Note that I've selected only freely downloadable publications, while from an
academic institution with subscription to various online services from major
scientific publishers there are literaly dozens more readily available
examples!

Of course, your definition of "real display of information" might exclude
any kind of scientific or even technical publication, thus meaning only
"business" stuff and the general press. (Though I sincerly hope that it is
not what you meant.) In that case, my objection should be disregarded.

Regards,

Gaj Vidmar, PhD
Univ. of Ljubljana, Fac. of Medicine, Inst. of Biomedical Informatics
 
J

Jon Peltier

Gaj -

I'm not an entomologist, nor have I read much on the anthropology of
monkeys. I've worked in scientific research as a metallurgist (for my
doctorate and a dozen years of employment following that), and as an
engineer in manufacturing. Maybe not the widest mathematical background, and
I'm not degreed in statistics (though I've taken a graduate level course or
three). I've encountered thousands of box and whisker charts and their
variants, but I've never seen a notched box chart used in the heat of
battle.

- Jon
-------
Jon Peltier, Microsoft Excel MVP
Tutorials and Custom Solutions
Peltier Technical Services, Inc. - http://PeltierTech.com
_______


Gaj Vidmar said:
Duh, every now and then even proved experts (even with a degree in
statistics) say something that leaves me deeply perplexed.

Less than five minutes of googling reveals these five fine examples:

- Exhibit 1 (electronics / mobile phone manufacturing, 1996)
http://ieeexplore.ieee.org/iel3/4031/12221/00561268.pdf?arnumber=561268

- Exhibit 2 (experimental / cognitive psychology, 1996)
http://faculty.washington.edu/jmiyamot/jmfiles/yamagishi asymmetries in strgth of pref.pdf

- Exhibit 3 (physical anthropology / monkeys, 2002)
http://www.hopkinsmedicine.org/FAE/CBR2002AJPA.pdf

- Exhibit 4 (entomology / PhD thesis on honeybee parasites, 1994)
[I mean, I've published in truly numerous fields of medicine, psychology,
statistics, computer science, nuclear physics, physiotherapy, management,
phylosophy and more and what not, but is this topic exotic or what?!]
http://doc.rero.ch/lm.php?url=1000,40,4,20050504083404-FL/2_these_RickliM.pdf

- Exhibit 5 (a physicist teaching maths presenting grade distribution at
an
exam, 2006/7)
[trust me from plenty of experience with such people that being a
physicist
and/or teaching mathematics otherwise tends to preclude knowledge and
understanding of statistics]
http://www.maths.qmul.ac.uk/~ob/MAS205_0607/moddocs/stats.pdf

[if URLs are broken across lines, please put them together in your
browser]

Note that I've selected only freely downloadable publications, while from
an
academic institution with subscription to various online services from
major
scientific publishers there are literaly dozens more readily available
examples!

Of course, your definition of "real display of information" might exclude
any kind of scientific or even technical publication, thus meaning only
"business" stuff and the general press. (Though I sincerly hope that it is
not what you meant.) In that case, my objection should be disregarded.

Regards,

Gaj Vidmar, PhD
Univ. of Ljubljana, Fac. of Medicine, Inst. of Biomedical Informatics

Jon Peltier said:
Del -

Your chart allows plenty of different quantities to be shown, but I suspect
it may become cluttered, and at least for now, it's unfamiliar, and
forces a
lot of back and forth between the chart and the legend. Don't knock a
"familiar idiom".

The box plot is pretty much self-explanatory especially since it is
familiar, and the difference between the box itself and the whiskers is
immediately recognizable (compared to your multiple error bars colored
different shades of gray, which is slower to be interpreted). If you
could
make whiskers of various line lengths, that might help.

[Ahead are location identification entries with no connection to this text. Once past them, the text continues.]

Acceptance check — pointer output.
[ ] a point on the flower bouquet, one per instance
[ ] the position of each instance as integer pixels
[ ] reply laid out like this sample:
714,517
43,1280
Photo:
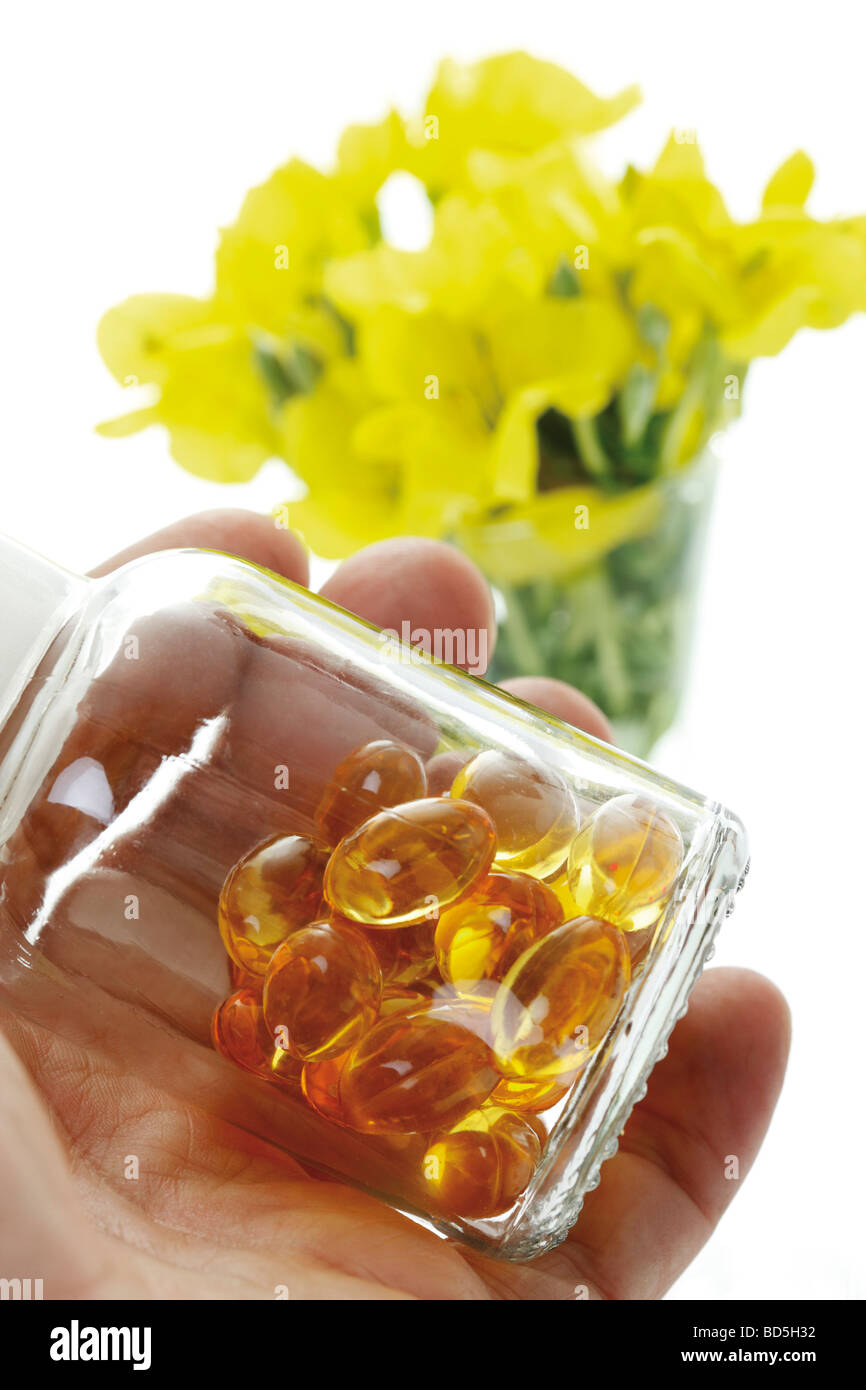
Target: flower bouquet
540,382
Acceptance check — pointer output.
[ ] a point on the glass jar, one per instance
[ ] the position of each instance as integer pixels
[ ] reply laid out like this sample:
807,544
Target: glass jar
599,590
459,1034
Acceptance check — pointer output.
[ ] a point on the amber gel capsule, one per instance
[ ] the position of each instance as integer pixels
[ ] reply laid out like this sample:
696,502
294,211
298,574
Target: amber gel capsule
403,865
323,991
481,936
483,1165
416,1072
531,808
624,862
267,895
320,1083
241,1034
373,777
558,1001
530,1096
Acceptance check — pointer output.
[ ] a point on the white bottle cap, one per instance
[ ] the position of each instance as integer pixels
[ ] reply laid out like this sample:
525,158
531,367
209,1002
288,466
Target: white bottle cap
35,599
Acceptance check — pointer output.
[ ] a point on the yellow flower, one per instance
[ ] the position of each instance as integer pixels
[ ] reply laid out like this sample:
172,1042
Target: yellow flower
210,398
563,335
512,103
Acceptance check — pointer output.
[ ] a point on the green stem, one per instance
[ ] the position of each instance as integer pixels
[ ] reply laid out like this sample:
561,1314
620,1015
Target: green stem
527,653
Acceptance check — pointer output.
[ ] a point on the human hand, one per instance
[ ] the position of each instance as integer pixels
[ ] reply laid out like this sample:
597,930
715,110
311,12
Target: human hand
218,1214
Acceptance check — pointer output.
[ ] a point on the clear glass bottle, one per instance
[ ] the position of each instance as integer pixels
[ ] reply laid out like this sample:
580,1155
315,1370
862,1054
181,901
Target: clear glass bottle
160,724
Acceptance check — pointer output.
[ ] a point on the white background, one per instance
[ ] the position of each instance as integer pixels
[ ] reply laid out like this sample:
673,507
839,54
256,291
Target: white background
132,132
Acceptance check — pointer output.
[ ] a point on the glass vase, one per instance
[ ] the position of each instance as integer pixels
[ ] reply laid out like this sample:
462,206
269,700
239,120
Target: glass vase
601,591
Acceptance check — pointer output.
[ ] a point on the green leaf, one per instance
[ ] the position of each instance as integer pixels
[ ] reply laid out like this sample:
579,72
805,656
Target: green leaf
654,325
565,281
635,402
288,373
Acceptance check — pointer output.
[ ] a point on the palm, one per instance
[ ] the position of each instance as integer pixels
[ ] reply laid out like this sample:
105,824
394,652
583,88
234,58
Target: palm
213,1212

I agree that the notched box plot must be rather obscure, as I've never seen
it used in any real display of information.

- Jon
-------
Jon Peltier, Microsoft Excel MVP
Tutorials and Custom Solutions
Peltier Technical Services, Inc. - http://PeltierTech.com
_______
 
G

Gaj Vidmar

Duh, duh, exhibits ignored, personal defensive stance taken, while my aim
was quite the opposite (I thought it was obvious, but apparently ...).

Anyway, my point was and is that notched boxplots *ARE* used in "real
display of information", "heat of the battle" or whatever one calls that --
at least every now and then.

To add to the ignored exhibits (deliberately as diverse as I could find -- I
thought it was obvious that wide as my interest and experience may be,
neither am I an entomologist or anthropologist, but apparently ...), they
are not exceedingly rare in medical articles.

Related to that, I remember MedCalc (www.medcalc.be, a
clinician-not-statistician oriented package) being praised in a software
review in a medical journal for producing them. And Minitab produces them
also, which has a reputation of "canning" only the actually used methods
rather than as many as possible in comparison to some other stats packages.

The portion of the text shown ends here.